Поток воздуха превращается в нечто материальное, густое, даже живое, что своей гигантской дланью мешает набрать скорость. И эта преграда вызывает странную тревогу, от которой свербит все тело. Волак делает несколько запрещенных маневров, чтобы сократить время полета — в спину врезаются скабрезные словечки от задетых хегальдин. На мгновение он выхватывает взглядом полуразрушенную башню Лифантии, и ее образ затягивает сознание к тому дню, где на проповеди закололи несчастную девчонку. Как животное. Закололи и утопили в болоте. Никогда еще преступление, каким бы оно не было, не каралось так жестоко. Без позволения архонта, без его ведома. Неужели власть перетекает в религиозное русло, принимая его направление? Невозможно.
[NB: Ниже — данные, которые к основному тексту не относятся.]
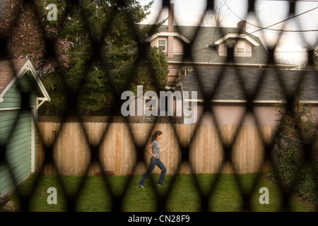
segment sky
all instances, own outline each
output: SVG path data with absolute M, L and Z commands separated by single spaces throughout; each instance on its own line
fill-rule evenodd
M 141 0 L 141 4 L 147 4 L 151 0 Z M 172 0 L 175 4 L 175 23 L 180 25 L 198 25 L 206 6 L 206 0 Z M 261 28 L 270 26 L 290 18 L 289 3 L 281 0 L 259 0 L 255 3 L 255 15 L 247 14 L 247 0 L 215 0 L 216 6 L 220 9 L 222 27 L 236 27 L 241 19 L 252 25 Z M 155 23 L 167 18 L 167 10 L 159 15 L 162 0 L 155 0 L 151 13 L 144 23 Z M 305 64 L 306 47 L 318 47 L 318 0 L 299 1 L 296 3 L 295 16 L 312 10 L 307 13 L 287 20 L 271 29 L 292 30 L 292 32 L 278 32 L 267 29 L 255 32 L 259 28 L 247 24 L 247 31 L 259 37 L 265 46 L 273 46 L 278 43 L 276 49 L 276 57 L 278 62 L 291 64 Z M 211 19 L 203 20 L 201 25 L 211 25 Z M 310 32 L 295 32 L 295 30 L 311 30 Z

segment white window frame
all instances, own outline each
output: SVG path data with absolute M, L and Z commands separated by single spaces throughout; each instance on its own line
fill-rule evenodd
M 165 44 L 160 44 L 160 41 L 164 41 L 165 42 Z M 161 49 L 160 47 L 165 47 L 165 49 Z M 158 38 L 158 49 L 161 49 L 163 50 L 163 52 L 167 52 L 167 39 L 164 39 L 164 38 Z
M 239 49 L 242 49 L 242 51 L 239 52 Z M 245 53 L 245 41 L 242 40 L 239 40 L 235 44 L 235 52 L 236 54 L 243 54 Z

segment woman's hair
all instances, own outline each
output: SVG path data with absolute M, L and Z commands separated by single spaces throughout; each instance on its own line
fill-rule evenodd
M 153 136 L 151 136 L 151 142 L 153 142 L 153 141 L 155 140 L 155 138 L 157 138 L 158 136 L 160 136 L 161 134 L 163 134 L 162 131 L 156 131 Z

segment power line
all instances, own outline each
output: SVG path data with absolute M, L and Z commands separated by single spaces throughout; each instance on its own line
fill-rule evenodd
M 278 1 L 278 0 L 266 0 L 266 1 Z M 279 1 L 281 1 L 281 0 L 279 0 Z M 288 0 L 285 0 L 285 1 L 288 1 Z M 274 23 L 274 24 L 273 24 L 273 25 L 269 25 L 269 26 L 267 26 L 267 27 L 266 27 L 266 28 L 264 28 L 264 27 L 261 27 L 261 26 L 259 26 L 259 25 L 252 24 L 252 23 L 249 23 L 249 22 L 247 22 L 247 20 L 245 20 L 241 18 L 240 18 L 240 16 L 238 16 L 235 12 L 233 12 L 233 11 L 228 6 L 228 4 L 227 4 L 225 2 L 224 2 L 224 4 L 225 4 L 225 6 L 228 7 L 228 9 L 229 9 L 229 10 L 230 10 L 230 11 L 231 11 L 236 17 L 237 17 L 240 20 L 245 21 L 246 23 L 249 24 L 250 25 L 252 25 L 252 26 L 254 26 L 254 27 L 261 28 L 260 30 L 256 30 L 256 31 L 254 31 L 254 32 L 252 32 L 252 33 L 250 33 L 250 34 L 252 34 L 252 33 L 256 32 L 257 32 L 257 31 L 260 31 L 260 30 L 274 30 L 274 31 L 279 31 L 279 32 L 306 32 L 318 31 L 318 30 L 317 30 L 317 29 L 314 29 L 314 30 L 282 30 L 282 29 L 273 29 L 273 28 L 269 28 L 270 27 L 274 26 L 274 25 L 278 25 L 278 24 L 279 24 L 279 23 L 283 23 L 283 22 L 285 22 L 285 21 L 286 21 L 286 20 L 290 20 L 290 19 L 292 19 L 292 18 L 295 18 L 295 17 L 298 17 L 298 16 L 299 16 L 303 15 L 303 14 L 307 13 L 308 13 L 308 12 L 310 12 L 310 11 L 313 11 L 313 10 L 315 10 L 315 9 L 318 8 L 318 7 L 316 7 L 316 8 L 312 8 L 312 9 L 310 9 L 310 10 L 308 10 L 308 11 L 305 11 L 305 12 L 303 12 L 303 13 L 300 13 L 300 14 L 293 16 L 290 17 L 290 18 L 287 18 L 287 19 L 285 19 L 285 20 L 281 20 L 281 21 L 280 21 L 280 22 L 278 22 L 278 23 Z

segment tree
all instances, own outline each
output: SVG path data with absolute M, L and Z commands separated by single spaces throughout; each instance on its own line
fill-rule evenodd
M 56 73 L 45 78 L 49 93 L 56 93 L 57 97 L 54 95 L 47 108 L 66 109 L 66 98 L 62 96 L 68 92 L 79 94 L 81 109 L 98 111 L 114 101 L 114 91 L 135 90 L 139 84 L 145 92 L 165 88 L 168 71 L 164 53 L 148 47 L 148 57 L 140 58 L 137 48 L 137 42 L 144 41 L 162 23 L 139 25 L 153 2 L 145 6 L 137 1 L 124 2 L 125 7 L 119 7 L 116 1 L 83 0 L 81 7 L 70 8 L 60 36 L 73 43 L 69 68 L 64 71 L 64 83 L 57 80 Z M 100 49 L 94 48 L 93 42 Z M 83 78 L 85 84 L 81 83 Z
M 314 182 L 318 179 L 318 141 L 314 137 L 315 114 L 312 105 L 302 101 L 303 92 L 304 88 L 300 88 L 292 105 L 280 102 L 283 98 L 276 94 L 278 101 L 275 107 L 280 119 L 276 126 L 273 174 L 285 192 L 297 194 L 317 205 L 318 188 Z M 310 162 L 306 162 L 308 157 Z
M 65 52 L 73 43 L 59 36 L 57 23 L 45 20 L 45 1 L 26 1 L 5 0 L 0 16 L 0 34 L 6 37 L 10 59 L 28 58 L 41 76 L 54 67 L 68 67 L 69 55 Z M 57 58 L 47 57 L 45 44 L 54 40 Z

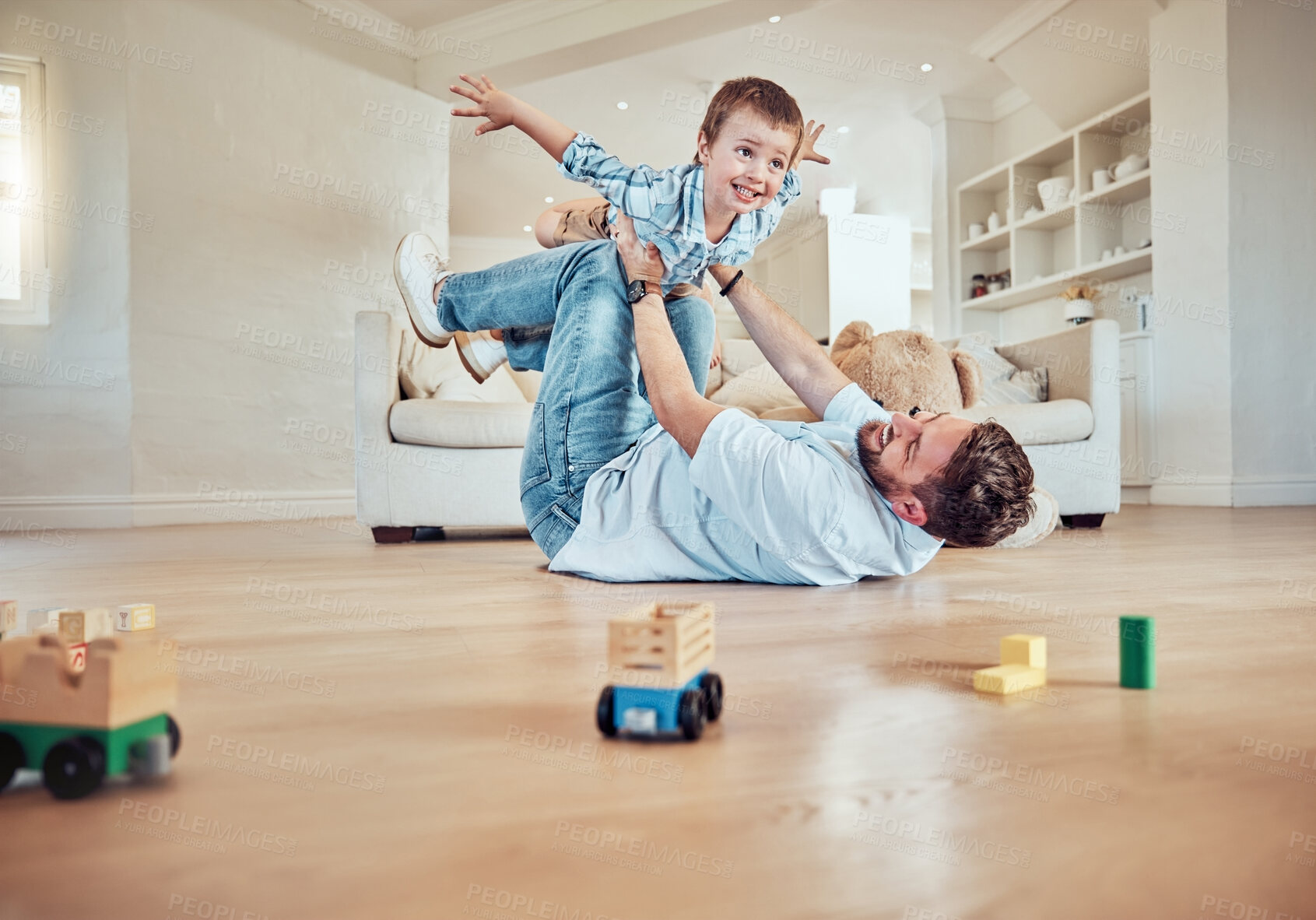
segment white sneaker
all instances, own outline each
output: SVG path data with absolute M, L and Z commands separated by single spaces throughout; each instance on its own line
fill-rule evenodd
M 457 332 L 457 357 L 462 359 L 466 371 L 476 383 L 484 383 L 490 374 L 507 363 L 507 347 L 490 334 L 488 329 L 476 333 Z
M 393 253 L 393 279 L 407 304 L 416 337 L 434 349 L 441 349 L 453 333 L 438 322 L 434 304 L 434 286 L 454 274 L 445 271 L 447 257 L 424 233 L 408 233 Z

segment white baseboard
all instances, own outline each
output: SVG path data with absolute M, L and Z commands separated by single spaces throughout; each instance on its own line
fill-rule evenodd
M 1152 487 L 1120 486 L 1120 504 L 1152 504 Z
M 1233 503 L 1237 508 L 1316 504 L 1316 476 L 1237 476 Z
M 1188 483 L 1152 483 L 1150 504 L 1205 505 L 1228 508 L 1233 504 L 1233 479 L 1229 476 L 1199 476 Z
M 25 495 L 0 498 L 0 532 L 68 528 L 105 529 L 164 524 L 279 521 L 317 525 L 326 517 L 355 524 L 353 490 L 257 492 L 213 490 L 205 494 Z M 342 523 L 334 523 L 341 529 Z M 361 525 L 357 525 L 362 530 Z

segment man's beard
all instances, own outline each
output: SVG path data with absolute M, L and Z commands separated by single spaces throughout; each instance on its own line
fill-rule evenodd
M 866 421 L 859 425 L 859 430 L 854 434 L 854 447 L 859 451 L 859 465 L 863 467 L 863 471 L 869 474 L 869 479 L 878 487 L 878 492 L 886 498 L 888 492 L 895 494 L 899 491 L 899 483 L 896 483 L 895 476 L 882 469 L 879 451 L 869 446 L 867 436 L 880 425 L 880 421 Z

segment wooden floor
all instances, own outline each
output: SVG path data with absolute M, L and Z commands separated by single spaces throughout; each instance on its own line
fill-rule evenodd
M 1316 913 L 1311 508 L 1129 507 L 841 588 L 351 523 L 3 536 L 22 609 L 155 601 L 183 729 L 162 784 L 0 795 L 5 920 Z M 663 596 L 716 604 L 726 711 L 604 741 L 604 623 Z M 1157 690 L 1117 686 L 1121 613 Z M 1012 632 L 1049 686 L 974 694 Z

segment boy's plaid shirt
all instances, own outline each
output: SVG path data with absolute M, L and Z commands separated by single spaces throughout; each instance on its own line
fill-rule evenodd
M 776 197 L 747 215 L 737 215 L 732 229 L 716 246 L 704 236 L 704 167 L 696 163 L 655 170 L 626 166 L 611 157 L 588 134 L 576 134 L 562 154 L 558 171 L 567 179 L 594 186 L 611 203 L 608 221 L 617 209 L 636 222 L 636 236 L 662 253 L 667 270 L 663 291 L 686 282 L 703 287 L 704 270 L 713 265 L 745 265 L 767 240 L 782 212 L 800 195 L 800 176 L 788 170 Z

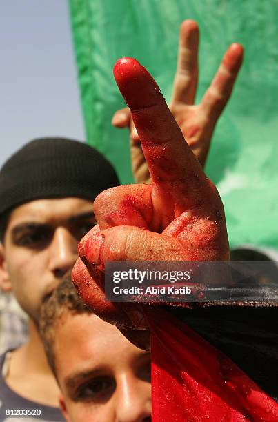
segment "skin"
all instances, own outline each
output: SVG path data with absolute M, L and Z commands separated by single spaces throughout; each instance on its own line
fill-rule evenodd
M 150 421 L 148 353 L 94 314 L 63 314 L 55 339 L 60 405 L 67 421 Z
M 187 143 L 205 165 L 217 120 L 228 101 L 242 64 L 243 48 L 231 44 L 199 104 L 195 104 L 198 84 L 199 28 L 192 20 L 181 26 L 177 72 L 169 108 L 181 128 Z M 114 115 L 112 124 L 130 129 L 132 168 L 137 183 L 150 183 L 150 173 L 141 146 L 140 138 L 126 108 Z
M 72 278 L 97 314 L 122 330 L 136 331 L 148 328 L 143 307 L 105 299 L 106 261 L 228 260 L 229 250 L 220 197 L 157 83 L 128 57 L 116 63 L 114 75 L 130 108 L 152 181 L 110 189 L 96 198 L 99 225 L 80 242 Z M 144 343 L 141 335 L 141 343 L 133 339 L 135 344 Z
M 13 291 L 30 316 L 26 344 L 12 353 L 8 385 L 23 397 L 58 405 L 59 389 L 37 329 L 42 299 L 77 257 L 77 244 L 95 223 L 91 202 L 79 198 L 39 199 L 10 214 L 0 249 L 0 285 Z

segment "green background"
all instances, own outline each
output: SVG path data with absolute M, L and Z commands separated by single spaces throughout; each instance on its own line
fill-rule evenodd
M 234 41 L 244 66 L 213 137 L 206 172 L 224 203 L 230 243 L 278 247 L 278 1 L 70 0 L 88 141 L 132 181 L 127 130 L 115 129 L 124 106 L 112 77 L 116 60 L 136 57 L 170 99 L 179 26 L 200 27 L 197 101 Z

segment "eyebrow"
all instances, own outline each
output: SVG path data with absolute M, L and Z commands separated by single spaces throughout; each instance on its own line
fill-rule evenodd
M 94 370 L 88 370 L 81 372 L 77 372 L 69 375 L 65 379 L 65 384 L 68 389 L 72 390 L 75 388 L 76 383 L 81 381 L 84 379 L 90 379 L 92 376 L 98 376 L 103 373 L 103 368 Z
M 47 228 L 48 227 L 48 224 L 45 223 L 22 223 L 22 224 L 19 224 L 13 228 L 12 230 L 12 236 L 17 235 L 18 233 L 20 233 L 22 230 L 36 230 L 38 228 L 43 229 Z
M 87 211 L 86 212 L 81 212 L 81 214 L 77 214 L 77 215 L 73 215 L 70 217 L 67 221 L 69 223 L 75 223 L 75 221 L 78 221 L 79 220 L 86 220 L 88 219 L 95 218 L 95 214 L 92 211 Z M 37 228 L 48 228 L 50 224 L 47 223 L 40 223 L 40 222 L 26 222 L 22 223 L 21 224 L 18 224 L 12 230 L 12 233 L 13 235 L 17 234 L 17 233 L 21 232 L 24 230 L 35 230 Z
M 141 360 L 146 357 L 147 356 L 150 356 L 150 352 L 144 350 L 143 353 L 138 354 L 135 356 L 136 359 Z M 71 375 L 68 375 L 65 379 L 65 384 L 66 388 L 68 390 L 72 390 L 75 388 L 76 383 L 79 383 L 80 381 L 83 381 L 84 379 L 88 379 L 93 376 L 102 376 L 103 372 L 103 368 L 99 368 L 97 369 L 94 370 L 83 370 L 80 372 L 76 372 Z

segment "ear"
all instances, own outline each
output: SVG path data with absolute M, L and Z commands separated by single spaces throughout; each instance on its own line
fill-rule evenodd
M 1 243 L 0 243 L 0 288 L 3 292 L 10 292 L 12 290 L 12 285 L 5 259 L 4 247 Z
M 68 415 L 67 408 L 66 405 L 65 399 L 63 398 L 63 394 L 61 393 L 59 396 L 59 404 L 60 405 L 61 412 L 63 414 L 63 417 L 65 418 L 67 422 L 71 422 L 70 418 Z

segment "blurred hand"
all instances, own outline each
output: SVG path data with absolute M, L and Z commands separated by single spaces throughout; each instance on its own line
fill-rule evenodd
M 201 102 L 195 105 L 198 83 L 198 45 L 197 24 L 194 21 L 184 21 L 181 26 L 177 72 L 169 107 L 186 142 L 203 167 L 213 131 L 230 97 L 241 66 L 243 48 L 237 43 L 230 46 Z M 135 180 L 136 183 L 149 183 L 148 164 L 129 108 L 118 110 L 112 123 L 117 128 L 130 128 Z
M 147 328 L 142 305 L 106 300 L 106 261 L 227 260 L 229 252 L 219 195 L 157 83 L 134 59 L 119 60 L 114 74 L 130 108 L 152 182 L 113 188 L 96 198 L 98 225 L 79 243 L 72 279 L 95 312 L 125 332 Z M 146 339 L 132 341 L 140 345 Z

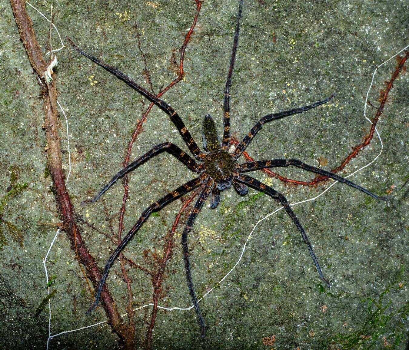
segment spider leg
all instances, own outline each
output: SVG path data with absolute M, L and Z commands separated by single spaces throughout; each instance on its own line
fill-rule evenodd
M 144 89 L 140 85 L 138 85 L 127 75 L 125 75 L 116 68 L 103 62 L 90 54 L 83 51 L 81 49 L 74 44 L 69 38 L 67 37 L 67 39 L 70 42 L 70 43 L 72 45 L 72 47 L 74 47 L 76 51 L 79 52 L 81 55 L 88 58 L 92 61 L 93 61 L 99 65 L 105 68 L 105 69 L 110 73 L 112 73 L 112 74 L 116 75 L 119 79 L 123 80 L 128 84 L 133 89 L 136 90 L 142 96 L 146 97 L 151 102 L 155 103 L 162 110 L 167 113 L 169 115 L 169 116 L 170 117 L 171 119 L 172 119 L 172 121 L 173 122 L 173 123 L 176 126 L 176 128 L 178 128 L 178 130 L 180 132 L 182 137 L 183 138 L 183 140 L 189 148 L 189 150 L 197 157 L 199 157 L 200 156 L 201 156 L 202 154 L 202 153 L 199 149 L 198 145 L 192 138 L 190 133 L 189 132 L 187 128 L 185 126 L 180 117 L 170 105 L 157 97 L 153 94 L 151 93 L 147 90 Z
M 244 138 L 243 139 L 243 141 L 237 145 L 237 147 L 234 150 L 234 152 L 233 152 L 233 154 L 234 155 L 233 158 L 235 160 L 241 155 L 243 151 L 248 146 L 249 144 L 251 141 L 252 139 L 256 135 L 256 134 L 263 128 L 263 126 L 266 121 L 269 121 L 273 119 L 281 119 L 285 117 L 292 115 L 293 114 L 296 114 L 297 113 L 302 113 L 303 112 L 308 110 L 314 108 L 321 105 L 326 103 L 331 100 L 335 95 L 335 94 L 333 94 L 330 96 L 325 100 L 323 100 L 322 101 L 318 101 L 318 102 L 312 103 L 312 105 L 308 105 L 306 106 L 304 106 L 303 107 L 289 110 L 288 110 L 280 112 L 278 113 L 274 113 L 272 114 L 267 114 L 267 115 L 264 116 L 256 123 L 256 124 L 252 128 L 252 129 L 244 137 Z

Тем более ходил ведь слух, что Корда отчитали за выходку по полной. Оправдали тем, что закон относится к хегальдинам, а шейдимы… — никого же ведь не посадят, если тот убьет домашнего анси. Хотя, прилюдное линчевание и изгнание не подобно ли смерти? Претензия на жизнь.

Волак делает мощный взмах, зависая в воздухе, а затем прижимает крылья к спине и пикирует к земле, выставив по сторонам лишь края маховых перьев для маневрирования. И только у самой аватараны он вновь раскрывается, меняет угол полета. Раньше его всегда встречала жена и дочь. Даже в дни болезни последней. Но сейчас аватарана пуста, а судя по пыли, Вильева даже не выходила на нее. Ладони Волака увлажняются. Волнение заставляет забыть обо всех возможных правилах приземления. На полной скорости он едва касается подошвой сапог площадки, как сразу уходит в кувырок через бок. По инерции катится до самого ограждения, а затем вскакивает и бежит по лестнице в дом прихрамывая.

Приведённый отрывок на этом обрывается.